La lectura me recuerda que la razón por la cual hoy es patrimonio cultural inmaterial de la humanidad, de nuevo, tiene que ver con lo genuino y lo colectivo de su fuerza. Es decir, la importancia de esta expresión radica en que fue y es un elemento identitario importante para la interacción de las comunidades que la practican.

Cosa que nos recuerda, una vez más, que los movimientos diseñados a priori y las marcaciones no entendidas como diálogo, en el contexto de la fiesta, de la práctica social, no reflejan lo más potente de esta expresión. La bachata, como la salsa, ha permanecido por tanto tiempo en la cultura porque es la manifestación que permite el diálogo de los sentimientos y las realidades más íntimas entre personas que comparten un territorio. Así ese territorio sea solo una pista de baile.

Ahora, leo que la bachata tradicional ha sufrido muchas transformaciones, bajo la motivación de que encaje, cada vez más, con la visión que desde afuera se tiene de la cultura latina: erotismo, voluptuosidad, pasión, placer.

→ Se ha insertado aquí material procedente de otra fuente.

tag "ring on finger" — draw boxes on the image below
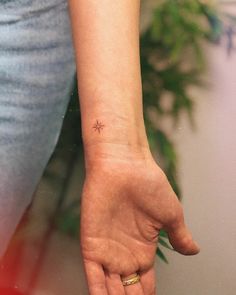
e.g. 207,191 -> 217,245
121,273 -> 140,286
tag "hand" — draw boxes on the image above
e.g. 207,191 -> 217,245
81,147 -> 199,295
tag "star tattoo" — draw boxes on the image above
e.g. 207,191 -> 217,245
93,120 -> 105,133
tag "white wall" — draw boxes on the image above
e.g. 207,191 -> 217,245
157,42 -> 236,295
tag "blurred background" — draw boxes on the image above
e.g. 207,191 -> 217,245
0,0 -> 236,295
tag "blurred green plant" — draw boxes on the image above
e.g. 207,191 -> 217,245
45,0 -> 222,262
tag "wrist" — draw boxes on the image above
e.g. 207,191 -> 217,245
84,141 -> 153,171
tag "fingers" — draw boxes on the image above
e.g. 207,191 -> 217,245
84,259 -> 108,295
167,221 -> 200,255
140,267 -> 156,295
106,273 -> 125,295
121,275 -> 145,295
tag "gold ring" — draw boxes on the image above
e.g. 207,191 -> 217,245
121,273 -> 140,286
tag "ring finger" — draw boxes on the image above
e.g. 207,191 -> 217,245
122,274 -> 144,295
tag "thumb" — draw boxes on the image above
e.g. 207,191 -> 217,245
167,221 -> 200,255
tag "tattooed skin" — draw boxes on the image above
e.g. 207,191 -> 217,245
93,120 -> 105,133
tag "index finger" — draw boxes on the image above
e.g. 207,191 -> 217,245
84,259 -> 108,295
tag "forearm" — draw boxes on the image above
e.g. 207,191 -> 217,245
70,0 -> 148,165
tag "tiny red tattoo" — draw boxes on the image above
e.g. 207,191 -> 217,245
93,120 -> 105,133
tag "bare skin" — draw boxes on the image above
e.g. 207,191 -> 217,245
81,146 -> 199,295
69,0 -> 199,295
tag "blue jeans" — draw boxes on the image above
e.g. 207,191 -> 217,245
0,0 -> 75,257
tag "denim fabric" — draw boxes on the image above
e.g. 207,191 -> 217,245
0,0 -> 75,257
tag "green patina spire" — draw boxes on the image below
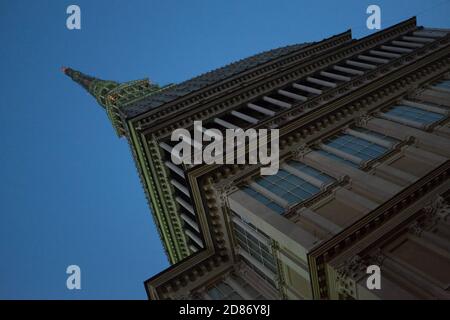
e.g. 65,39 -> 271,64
61,67 -> 170,136
62,67 -> 120,108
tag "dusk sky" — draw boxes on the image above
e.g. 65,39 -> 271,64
0,0 -> 450,299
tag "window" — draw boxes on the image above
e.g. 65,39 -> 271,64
352,127 -> 400,144
234,219 -> 278,274
317,150 -> 359,168
434,80 -> 450,90
208,282 -> 243,300
288,161 -> 334,184
242,161 -> 335,210
256,169 -> 320,205
325,134 -> 388,161
385,105 -> 444,125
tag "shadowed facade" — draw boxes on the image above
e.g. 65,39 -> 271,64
63,18 -> 450,299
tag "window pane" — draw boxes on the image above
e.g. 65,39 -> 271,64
385,105 -> 444,125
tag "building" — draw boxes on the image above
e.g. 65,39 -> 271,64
64,18 -> 450,299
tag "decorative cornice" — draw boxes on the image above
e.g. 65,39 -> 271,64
308,160 -> 450,299
139,20 -> 415,137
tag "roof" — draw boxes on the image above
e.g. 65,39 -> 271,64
122,43 -> 311,118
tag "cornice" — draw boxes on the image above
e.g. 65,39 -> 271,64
136,20 -> 416,137
128,30 -> 352,122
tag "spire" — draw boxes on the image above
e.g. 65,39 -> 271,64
61,67 -> 119,108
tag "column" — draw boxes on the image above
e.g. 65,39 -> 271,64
184,229 -> 203,248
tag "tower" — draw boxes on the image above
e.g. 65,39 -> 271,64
64,18 -> 450,299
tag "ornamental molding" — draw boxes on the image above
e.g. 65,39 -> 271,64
152,27 -> 450,144
136,20 -> 418,136
191,52 -> 450,198
308,161 -> 450,299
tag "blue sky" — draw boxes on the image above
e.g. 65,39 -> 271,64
0,0 -> 450,299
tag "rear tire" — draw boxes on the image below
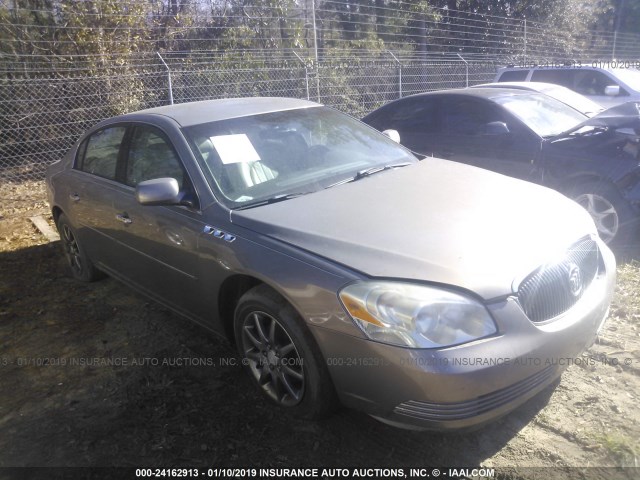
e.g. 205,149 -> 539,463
56,213 -> 103,282
234,285 -> 337,419
570,182 -> 638,246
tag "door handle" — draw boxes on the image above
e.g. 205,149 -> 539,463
116,213 -> 133,225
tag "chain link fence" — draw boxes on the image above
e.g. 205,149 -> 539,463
0,55 -> 495,181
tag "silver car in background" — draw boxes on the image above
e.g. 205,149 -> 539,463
47,98 -> 615,429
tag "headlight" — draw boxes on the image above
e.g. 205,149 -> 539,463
339,282 -> 497,348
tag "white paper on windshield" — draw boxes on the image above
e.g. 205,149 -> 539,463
211,133 -> 260,165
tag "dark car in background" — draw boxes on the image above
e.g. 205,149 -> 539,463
363,88 -> 640,245
47,98 -> 616,429
469,82 -> 604,117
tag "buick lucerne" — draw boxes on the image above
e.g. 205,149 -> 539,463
47,98 -> 615,430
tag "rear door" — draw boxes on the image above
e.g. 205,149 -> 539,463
64,124 -> 128,268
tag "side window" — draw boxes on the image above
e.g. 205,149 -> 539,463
575,70 -> 622,95
76,127 -> 127,180
498,69 -> 535,82
442,97 -> 505,135
385,99 -> 439,135
125,126 -> 185,188
531,68 -> 575,89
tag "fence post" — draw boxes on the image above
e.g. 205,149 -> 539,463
292,50 -> 311,100
156,52 -> 173,105
522,18 -> 527,65
456,53 -> 469,87
387,50 -> 402,98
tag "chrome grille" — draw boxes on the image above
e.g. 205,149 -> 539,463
518,239 -> 599,322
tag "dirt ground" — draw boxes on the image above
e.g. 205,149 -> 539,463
0,182 -> 640,478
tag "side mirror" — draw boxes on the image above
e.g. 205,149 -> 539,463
382,129 -> 400,143
136,178 -> 182,205
484,122 -> 509,135
604,85 -> 620,97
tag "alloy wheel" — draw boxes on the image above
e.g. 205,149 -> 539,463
241,312 -> 305,407
575,193 -> 619,243
62,224 -> 83,276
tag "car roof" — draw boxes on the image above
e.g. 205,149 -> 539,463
117,97 -> 321,127
404,87 -> 542,99
469,82 -> 569,93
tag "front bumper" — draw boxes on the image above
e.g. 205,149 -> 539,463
314,238 -> 615,430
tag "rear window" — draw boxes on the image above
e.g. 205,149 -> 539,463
76,126 -> 126,180
498,70 -> 529,82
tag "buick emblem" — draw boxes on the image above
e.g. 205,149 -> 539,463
567,263 -> 583,297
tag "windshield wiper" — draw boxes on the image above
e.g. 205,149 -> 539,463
325,162 -> 412,188
234,192 -> 312,210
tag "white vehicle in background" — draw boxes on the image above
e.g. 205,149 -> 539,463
494,62 -> 640,108
471,82 -> 604,117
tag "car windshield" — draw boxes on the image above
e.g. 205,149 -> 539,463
493,93 -> 587,137
184,107 -> 418,208
612,68 -> 640,91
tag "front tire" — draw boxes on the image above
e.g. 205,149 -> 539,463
56,213 -> 102,282
570,182 -> 638,246
234,285 -> 336,419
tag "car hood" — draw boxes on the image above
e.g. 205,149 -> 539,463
231,158 -> 596,299
554,102 -> 640,140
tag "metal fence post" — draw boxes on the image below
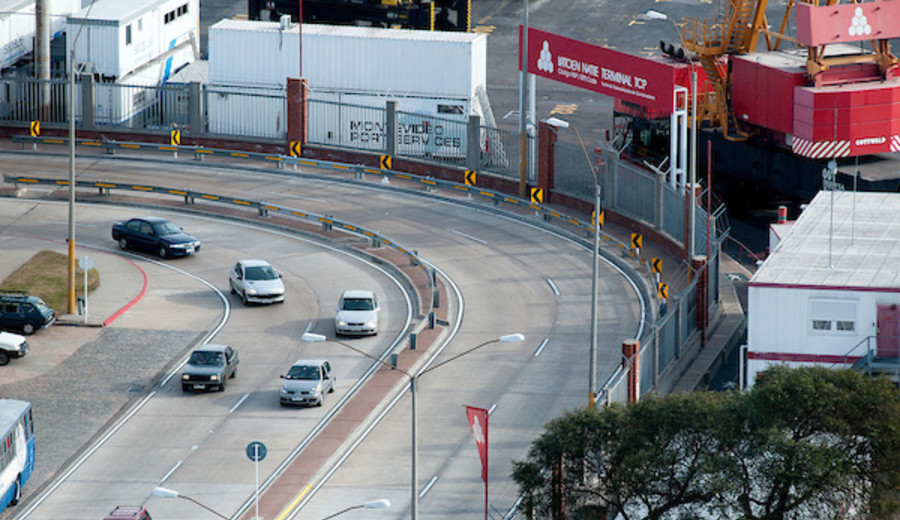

Por lo tanto, debería conservar siempre en eso algo de su pulpa. Porque si bien hay una tipología para agrupar ese nuevo sonido bajo el nombre de “bachata sensual”, cierto es que la bachata tradicional ya era sensual, expresiva y colectiva.

Volvamos al baile. Mientras veía a los jóvenes extranjeros con sus vueltas magistrales y sus brazos batientes, imaginé toda el agua que tuvo que pasar debajo del puente para que esa música que nació en los barrios periféricos de una isla en el Caribe a comienzos del siglo XX, ahora llegue al continente originario, con nuevos movimientos coreográficos, importada desde la lejana Oceanía.

Es innegable que hay belleza en esas composiciones y que nuestra amiga fue una suerte de dulcinea australiana de la noche. Una mujer muy dulce, más allá de sus movimientos serpentinos que, por momentos, me hicieron olvidar de toda esta perorata interna de los comandos a empujones. Lamentablemente para mi amigo, esa misma noche ella le dijo que no quería una relación seria. De cualquier manera, pese al dolor del enamorado, me pareció valiente que una chica tuviera el coraje de preferir la bachata sugestiva por encima del ideal del amor romántico.

Joan Didion dijo que no sabía lo que pensaba hasta que lo escribía. Me pasa igual, incluso, no sé ni lo que bailo. Toda esta escritura de fiesta, unas semanas después de aquella noche, tiene que ver con eso, con la terquedad en este viejo oficio de escribirlo todo. Lo que pienso, lo que bailo. Sin desconocer que, del dicho al hecho, como de la “bachata tradicional” a la “bachata sensual”, hay mucho trecho.

Mi conclusión es esta: entre una pena de amor y una pena de baile no hay mucha distancia. Solo existe una pequeña grieta por la que hoy se cuela un viejo sonido de radio con música de amargue en este nuevo foráneo, joven y pálido callejón de la alegría.